Comment lire et comprendre, dans la nouvelle et dans le film, la rivalité entre Guise et Montpensier ? Quels sont les enjeux ? Quelles forces sont à l'oeuvre ?

Téléchargez gratuitement ci-dessous ce cours de Littérature pour le Bac L sur les rivalités entre Philippe de Montpensier et le duc de Guise.

Le duc de Guise et Philippe de Montpensier : deux rivaux - Littérature - Terminale L

Le contenu du document



Rappelons tout d’abord que dans l’ordre narratif de la nouvelle, le duc de Guise arrive avant le prince de Montpensier, Mme de Lafayette donnant précellence de l’amant sur le mari dans le cœur de son héroïne. Elle le présente d’abord comme « le Balafré », soulignant par ce surnom ses vertus guerrières souvent rappelées dans la nouvelle ; il est par ailleurs celui qui « souffle » sa promise à son frère : Marie de Montpensier « était come accordée au duc du Maine (…) et le duc de Guise voyant souvent cette prétendue belle-sœur (…) en devint amoureux et en fut aimé ».

Le duc de Guise est donc d’abord un combattant et un voleur, en quelque sorte, un voyou, trait de caractère perçu par Tavernier qui choisit pour jouer ce transgressif Gaspard Ulliel. Ce comédien donne au personnage de la nouvelle une chair de séducteur, de doux violent qui attire la jeune fille ; le film montre de Guise se cachant dans les arbres avec Marie, la dérobant à l’attention de son frère pour lui voler un baiser ; n’hésitant pas à caresser le visage de la princesse au vu et au su de tout le monde, dans le salon de la reine, provoquant la scène de duel. De Guise est un homme qui prend ce dont il a envie, c’est un séducteur « Le duc de Guise (…) trouvant la marquise de Noirmoutiers, personne de beaucoup d’esprit et de beauté et qui donnait pus d’espérance que cette [Marie de Montpensier] princesse, il s’y attacha entièrement », abandonnant entièrement celle qui l’aimait.

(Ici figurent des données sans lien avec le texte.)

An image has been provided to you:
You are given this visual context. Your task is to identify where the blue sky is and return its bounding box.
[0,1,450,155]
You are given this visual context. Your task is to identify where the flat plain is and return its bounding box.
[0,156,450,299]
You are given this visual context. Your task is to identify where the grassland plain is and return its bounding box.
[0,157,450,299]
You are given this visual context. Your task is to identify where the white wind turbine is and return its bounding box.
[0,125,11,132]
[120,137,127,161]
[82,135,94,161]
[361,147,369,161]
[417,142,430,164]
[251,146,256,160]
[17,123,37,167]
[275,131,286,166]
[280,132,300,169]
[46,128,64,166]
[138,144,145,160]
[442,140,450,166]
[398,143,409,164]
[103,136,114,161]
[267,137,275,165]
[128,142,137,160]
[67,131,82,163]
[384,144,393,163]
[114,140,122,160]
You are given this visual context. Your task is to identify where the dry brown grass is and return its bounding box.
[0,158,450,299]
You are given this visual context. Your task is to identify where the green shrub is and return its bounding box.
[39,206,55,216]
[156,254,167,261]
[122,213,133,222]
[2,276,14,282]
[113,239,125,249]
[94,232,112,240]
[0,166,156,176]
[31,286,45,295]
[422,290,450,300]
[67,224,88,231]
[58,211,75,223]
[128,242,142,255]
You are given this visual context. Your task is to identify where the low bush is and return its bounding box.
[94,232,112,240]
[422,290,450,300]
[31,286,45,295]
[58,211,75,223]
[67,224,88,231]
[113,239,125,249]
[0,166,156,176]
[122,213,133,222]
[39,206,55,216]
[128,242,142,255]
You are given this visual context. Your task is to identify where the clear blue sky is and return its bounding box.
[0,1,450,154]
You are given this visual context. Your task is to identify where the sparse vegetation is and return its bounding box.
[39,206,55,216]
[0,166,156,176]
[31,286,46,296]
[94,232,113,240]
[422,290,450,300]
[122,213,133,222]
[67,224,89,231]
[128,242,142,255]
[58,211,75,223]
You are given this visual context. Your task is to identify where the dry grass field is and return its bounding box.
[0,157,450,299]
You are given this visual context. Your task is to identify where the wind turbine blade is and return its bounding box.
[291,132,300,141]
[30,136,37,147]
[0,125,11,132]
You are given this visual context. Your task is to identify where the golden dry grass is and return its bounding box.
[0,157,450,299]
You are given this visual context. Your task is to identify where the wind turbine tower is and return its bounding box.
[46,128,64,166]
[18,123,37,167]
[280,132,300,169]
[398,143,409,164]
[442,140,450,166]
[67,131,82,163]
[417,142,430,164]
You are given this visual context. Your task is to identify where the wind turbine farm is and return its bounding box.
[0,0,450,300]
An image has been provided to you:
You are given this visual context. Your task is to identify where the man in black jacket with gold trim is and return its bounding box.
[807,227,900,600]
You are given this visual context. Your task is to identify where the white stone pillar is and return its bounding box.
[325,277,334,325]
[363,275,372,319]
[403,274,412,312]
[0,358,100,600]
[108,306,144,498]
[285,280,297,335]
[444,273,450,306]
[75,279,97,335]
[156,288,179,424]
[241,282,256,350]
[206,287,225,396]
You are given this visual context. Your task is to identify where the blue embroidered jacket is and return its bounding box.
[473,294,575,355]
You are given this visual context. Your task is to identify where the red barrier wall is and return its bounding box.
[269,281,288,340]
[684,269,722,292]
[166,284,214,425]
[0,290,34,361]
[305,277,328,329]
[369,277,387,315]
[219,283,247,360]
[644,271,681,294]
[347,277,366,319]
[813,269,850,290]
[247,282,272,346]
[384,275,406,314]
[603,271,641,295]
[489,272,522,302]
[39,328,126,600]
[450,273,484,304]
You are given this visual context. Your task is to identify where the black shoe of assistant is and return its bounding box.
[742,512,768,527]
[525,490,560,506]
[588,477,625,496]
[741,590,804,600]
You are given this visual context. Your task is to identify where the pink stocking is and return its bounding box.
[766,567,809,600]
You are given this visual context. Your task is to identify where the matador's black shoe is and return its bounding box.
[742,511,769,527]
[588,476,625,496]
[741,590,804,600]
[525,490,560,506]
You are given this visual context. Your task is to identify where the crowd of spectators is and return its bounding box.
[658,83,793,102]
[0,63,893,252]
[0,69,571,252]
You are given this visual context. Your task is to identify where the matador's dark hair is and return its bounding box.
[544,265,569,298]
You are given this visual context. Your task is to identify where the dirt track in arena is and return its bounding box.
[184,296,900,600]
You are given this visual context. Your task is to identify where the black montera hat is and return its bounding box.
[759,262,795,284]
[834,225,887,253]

Par ailleurs, dans la nouvelle, il est l’amant heureux ; heureux au sens où il est aimé, malheureux cependant de ne jamais pouvoir consommer cet amour. Des trois hommes qui aiment Marie, il est celui qui s’en sort le mieux : il vit alors que Chabannes meurt, il n’est pas déshonoré alors que le mari de la princesse oui, il en épouse une autre faisant dire à Mme de Lafayette que « l’ingratitude du duc de guise » tuera finalement Marie de Montpensier. Bertrand Tavernier insiste sur cet abandon qu’il transforme en une scène superbement filmée au château de Meillant : le duc de Guise s’y entraîne au combat, la récurrence de sa combativité soulignant sa force physique et morale ; il est confronté à une Marie déterminée, froidement adulte et qui assume son amour : « vous n’avez jamais cessé de surgir devant moi ». De Guise lui rétorque simplement qu’il la voulait par jeu, parce que les autres, Chabannes, Anjou et son propre mari la voulaient. Il se révèle comme ce qu’il est : un opportuniste et un séducteur : « cette rivalité m’a poussé à obtenir ».

Son opposant, Philippe de Montpensier n’a pas l’heur d’être aimé. Arrivé après l’amant, il est frappé dès le début du récit de cet anathème qu’il porte jusqu’à la fin. Il n’accèdera à son épouse que lors de la nuit de noces et encore n’est-elle que supposée dans la nouvelle. Chez Mme de Lafayette, il aime sa femme mais il est un homme brutal, voire violent. D’une extrême jalousie, bien que pas à tort, il surveille son épouse « Elle s’aperçut bien que le prince son mari y avait pris garde ». Bien plus, l’auteur élude certaines scènes de violence mais à n’en pas douter, le prince a pu se montrer brutal et coercitif envers sa femme comme cela était autorisé à l’époque, tant au XVIème qu’au XVIIème siècle où la femme était d’abord sous l’autorité du père, ensuite sous celle du mari : « Le chagrin que tous ses soupçons lui [le prince de Montpensier] causèrent donna de mauvaises heures à la princesse de Montpensier ». Bertrand Tavernier choisit de donner à cet époux malheureux, possessif et violent une présence plus forte et une personnalité plus attachante.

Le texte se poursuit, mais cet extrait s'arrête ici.